Lucumí and Arará elders use many different names to refer to Babalú-Ayé, and they associate many different images with this oricha. There are ritual images: as with most orichas, a covered pot—the terra-cotta cazuela—houses the objects sacred to this deity in most lineages. The já, the ritual broom, cleans illness off the devout. There are two metal crutches and two metal dogs that come from the popular Roman Catholic image of San Lázaro, the poor man of Biblical fame.

Altars for Babalú-Ayé also include offerings: candles light the way and incense floats up from the floor, filling the air with smoke and smells. Toasted corn rests before him. Perhaps the most common offering is a gourd filled with black beans and topped with a red onion. As patron of life’s material necessities, Babalú is said to rule over all grains and beans. For Cubans, most of whom love black beans and eat them almost daily, black beans represent the staff of life—their daily bread. The beans’ dark color reiterates the mysterious qualities of Babalú. Over time, the red onion reveals its secret life and sprouts with new life—paralleling Babalú’s rebirth.

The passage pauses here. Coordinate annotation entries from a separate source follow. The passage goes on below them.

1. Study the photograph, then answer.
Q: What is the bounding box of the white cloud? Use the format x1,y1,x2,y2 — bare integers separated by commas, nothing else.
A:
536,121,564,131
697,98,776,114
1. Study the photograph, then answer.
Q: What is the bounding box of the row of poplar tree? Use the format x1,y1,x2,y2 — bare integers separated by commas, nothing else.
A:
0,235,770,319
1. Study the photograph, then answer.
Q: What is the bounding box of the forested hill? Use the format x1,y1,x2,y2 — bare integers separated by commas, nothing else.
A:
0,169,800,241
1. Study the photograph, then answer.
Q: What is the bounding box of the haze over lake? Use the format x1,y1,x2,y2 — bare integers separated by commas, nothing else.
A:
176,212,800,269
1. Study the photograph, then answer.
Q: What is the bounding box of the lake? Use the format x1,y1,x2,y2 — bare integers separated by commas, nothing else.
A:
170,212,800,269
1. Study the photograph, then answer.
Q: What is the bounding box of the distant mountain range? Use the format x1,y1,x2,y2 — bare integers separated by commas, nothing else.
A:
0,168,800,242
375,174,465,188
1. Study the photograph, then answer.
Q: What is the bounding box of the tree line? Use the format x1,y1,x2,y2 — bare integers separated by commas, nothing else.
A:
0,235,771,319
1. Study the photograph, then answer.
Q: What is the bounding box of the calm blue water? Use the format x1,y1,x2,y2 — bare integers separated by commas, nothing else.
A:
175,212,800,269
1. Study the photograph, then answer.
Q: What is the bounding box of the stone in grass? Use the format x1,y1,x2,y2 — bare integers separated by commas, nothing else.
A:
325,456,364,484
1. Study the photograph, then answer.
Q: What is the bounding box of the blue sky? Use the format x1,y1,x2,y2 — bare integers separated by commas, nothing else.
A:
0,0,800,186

This multiplicity of images has many parallels in other religious traditions, and people have long wondered why people make religious representations and how they function in their lives. In 1915, Emile Durkheim published Elementary Forms of the Religious Life and expounded the notion of a religious image as a collective representation for a group’s identity. This idea continues to inform how people think about religion.

Rather than simply re-presenting reality, images can be understood as actions. These images are embodiments of social relations, cultural practices, desires, and ideologies: people create and use them for particular reasons. Because they embody important ideas, deeply felt values, and life-transforming experiences, people also love them. Each image is a visual signifier, often comprised of other visual signifiers, and each signifier that points to other signifiers—visual, verbal, and visceral. Thus, every image becomes a node within the web of signification, and its exploration leads to other representations, comprised of still more signifiers. Some of these representations will be other visual images, some objects, some narratives, some laconic remarks, and some practical actions. At some point these signifiers become grounded in the lives of individual human beings and the meanings they assign to them. It is here that the image spills over with the surplus of meaning that is not merely referential or iconic.

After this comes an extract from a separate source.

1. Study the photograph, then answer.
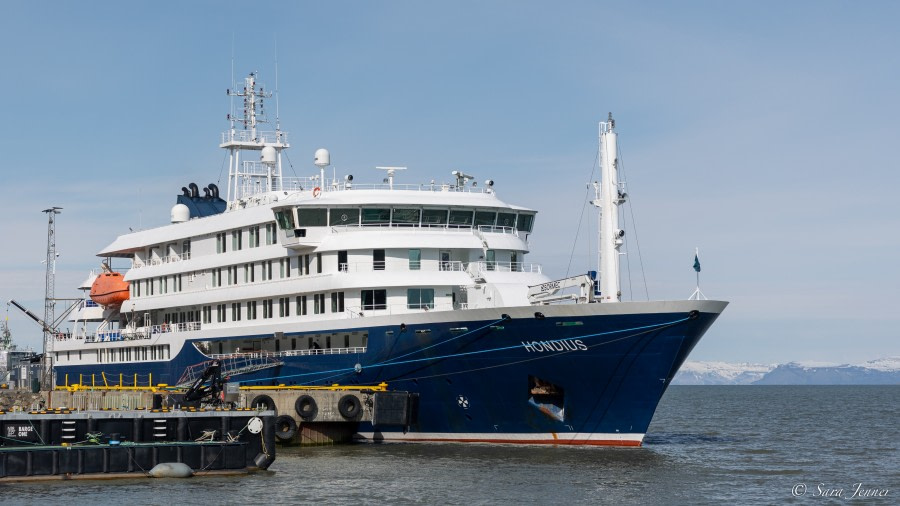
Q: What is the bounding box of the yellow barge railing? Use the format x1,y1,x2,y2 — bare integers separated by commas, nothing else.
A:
54,372,388,392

Taken individually these essays are quite humble, short, even common. Taken together, however, they might be conceived of as a gourd full of beans, offering an interrelated set of images, visual and verbal—all related to Babalú-Ayé. Because these images circulate within a particular community of people who use them to create and communicate meaningful relationships and actions, these essays are ethnography—writing about a people. Because the essays revolve around diverse but related images, they might be called iconography—literally writing about images. Because these images all cluster around this powerful figure thought to be a divinity, these essays could be described by the neologism “theography”—writing about the god.